И вдруг Суваев понял, кем он был, этот инопланетянин.
Ушедшим. Именно Ушедшим. Представителем расы, которой никогда не существовало.
А сейчас Ушедшими стали все они – бывшие жители планеты Волга. Разве можно их теперь называть людьми?
Вряд ли. Слишком уж изменил их корабль из ниоткуда. Гигантский совершенный корабль, которого никто никогда не строил. Фагоцит вселенной.
Снова и снова Суваев всматривался в останки чужого астронавта, и мысли его блуждали, как потерявшиеся во тьме мотыльки.
Отвлек Суваева легкий шорох, словно рядом кто-то перевернул большие песочные часы и струйка песка устремилась из верхней половинки колбы в нижнюю.
Ш-шшурх-х…
Суваев вскинул голову, и увидел, что в ладонях капитана больше нет блокнота. Лишь мелкая серая пыль ссыпается на стол. Легкая и воздушная.
Капитан очень медленно отряхнул ладони, и встал из-за стола. То, на чем он просидел полчаса с некоторой натяжкой можно было назвать креслом. Но лишь с некоторой натяжкой.
Люди бы такого предмета никогда не сделали.
– Рома, – осторожно спросила Юлька отчаянная. – Ты в порядке?
У капитана действительно было такое лицо… в общем, Суваева вопрос Юльки не удивил.
– Не совсем, – выдохнул капитан. – Не совсем.
– Ты что-нибудь понял?
– Да. Я все понял. И все совершенно не так, как представлялось нам раньше.
– Это касается корабля? – спросил Суваев, заранее уверенный в ответе капитана.
– Да. И корабля тоже. Но скорее, это касается нас. Людей. Пока еще людей.
Капитан опустил голову и взглянул на останки.
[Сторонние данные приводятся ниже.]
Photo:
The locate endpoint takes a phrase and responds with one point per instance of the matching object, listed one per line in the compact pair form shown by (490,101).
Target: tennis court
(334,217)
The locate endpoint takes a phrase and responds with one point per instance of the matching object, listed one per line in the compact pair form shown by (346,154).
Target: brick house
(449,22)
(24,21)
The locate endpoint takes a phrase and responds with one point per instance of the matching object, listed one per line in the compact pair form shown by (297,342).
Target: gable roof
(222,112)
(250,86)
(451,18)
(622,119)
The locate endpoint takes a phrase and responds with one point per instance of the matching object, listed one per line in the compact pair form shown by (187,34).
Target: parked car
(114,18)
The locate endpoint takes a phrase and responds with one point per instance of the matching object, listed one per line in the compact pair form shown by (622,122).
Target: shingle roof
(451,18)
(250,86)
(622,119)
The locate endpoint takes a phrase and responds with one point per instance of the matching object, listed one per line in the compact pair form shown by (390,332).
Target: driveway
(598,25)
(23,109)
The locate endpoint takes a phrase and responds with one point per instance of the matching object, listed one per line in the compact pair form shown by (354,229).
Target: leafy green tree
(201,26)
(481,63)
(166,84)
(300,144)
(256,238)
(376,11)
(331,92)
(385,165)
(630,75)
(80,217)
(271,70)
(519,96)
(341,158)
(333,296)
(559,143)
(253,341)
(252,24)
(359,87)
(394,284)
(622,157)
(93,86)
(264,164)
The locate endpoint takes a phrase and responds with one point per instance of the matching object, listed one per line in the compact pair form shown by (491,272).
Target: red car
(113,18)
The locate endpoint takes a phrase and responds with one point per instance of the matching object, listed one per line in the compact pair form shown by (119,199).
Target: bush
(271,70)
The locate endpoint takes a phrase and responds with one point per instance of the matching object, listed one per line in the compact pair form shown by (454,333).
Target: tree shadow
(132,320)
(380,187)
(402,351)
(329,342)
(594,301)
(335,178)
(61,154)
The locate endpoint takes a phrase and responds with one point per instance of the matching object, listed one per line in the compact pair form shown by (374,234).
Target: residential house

Может быть, Рома подумал, что и его высохший труп через миллион лет могли бы отыскать те, кому суждено будет стать Ушедшими.
– Ну, и как обстоит все на самом деле? – Суваев старался, чтобы голос звучал ровнее.
– Вахты нас убивают. А если говорить более широко – нас убивает корабль. Он нами питается. Нашей плотью и нашими мыслями. Нашим естеством. Нашими разумами. Он паразит. Просто огромный паразит, который притворяется другом. Он дает нам блаженство единения с собой и любым из экипажа, и по капле высасывает из нас души.
Капитан взглянул в глаза офицерам.
– Мне всегда казалось, что такой фагоцит, устранив угрозу галактике, сам может стать не меньшей угрозой. А значит, он изначально должен быть обречен. Я поступил правильно, ограничив вахты до минимума. Иначе многие из экипажа уже успели бы стать рабами. Они оставались бы живыми, как организмы. Но не как личности.
– Это… он тебе сказал? – спросила Янка, покосившись на останки у стола. На этот раз спросила без всякого яда в голосе.
– Да. Он тоже понял это… но немного не успел. Его экипаж уже не смог выйти из шкафов. Собственно, мое сравнение вахт с наркотиком оказалось не таким уж далеким от истины. Корабль сначала делает живых рабами, несколько лет носится по галактике, выполняя свою миссию, а потом попросту пожирает всех. В биоскафандрах не остается ничего, они пустеют. Некоторое время корабль еще живет нашими общими мыслями, нашей объединенной сущностью, нашими личностями. Нашей памятью, наконец.
Но ведь и память смертна.
– И он засыпает где-нибудь в укромном и темном углу? – продолжил за капитана Суваев. – До следующего раза? Пока какой-нибудь псих не передаст ему первую частичку своей души, нажав на кнопку найденного пульта?
Капитан искривил губы в усмешке.
– Ты всегда был догадливым парнем, Паша.
– Ну, прямо праздник, – сказал Смагин и скрипнул зубами. – Сначала у нас отобрали корабли. Потом – дом. А теперь что, пытаются отобрать будущее?
– Ты всегда был догадливым парнем, Юра, – ответила за капитана Янка.
Все же, у них остались силы, чтобы улыбнуться вымученной шутке.
– Вы как хотите, – решительно заявил Смагин. – А мне это не нравится.
– Мне тоже, – присоединился Риггельд.
– А уж мне!.. – вздохнула Юлька. – А, капитан? Что придумаем?
– Я уже все придумал, – сказал Рома, меняя батарею в бласте. – Собственно, все уже давно придумано. До нас. Вот, смотрите.
И он показал всем рукоятку своего бласта.
«Смерть или слава» – было написано там.
– Мы идем наружу. Прочь из ремзоны. К рубкам.
– Но там же директорат и шадроновские молодчики! – опешил Суваев. – Ты что, капитан?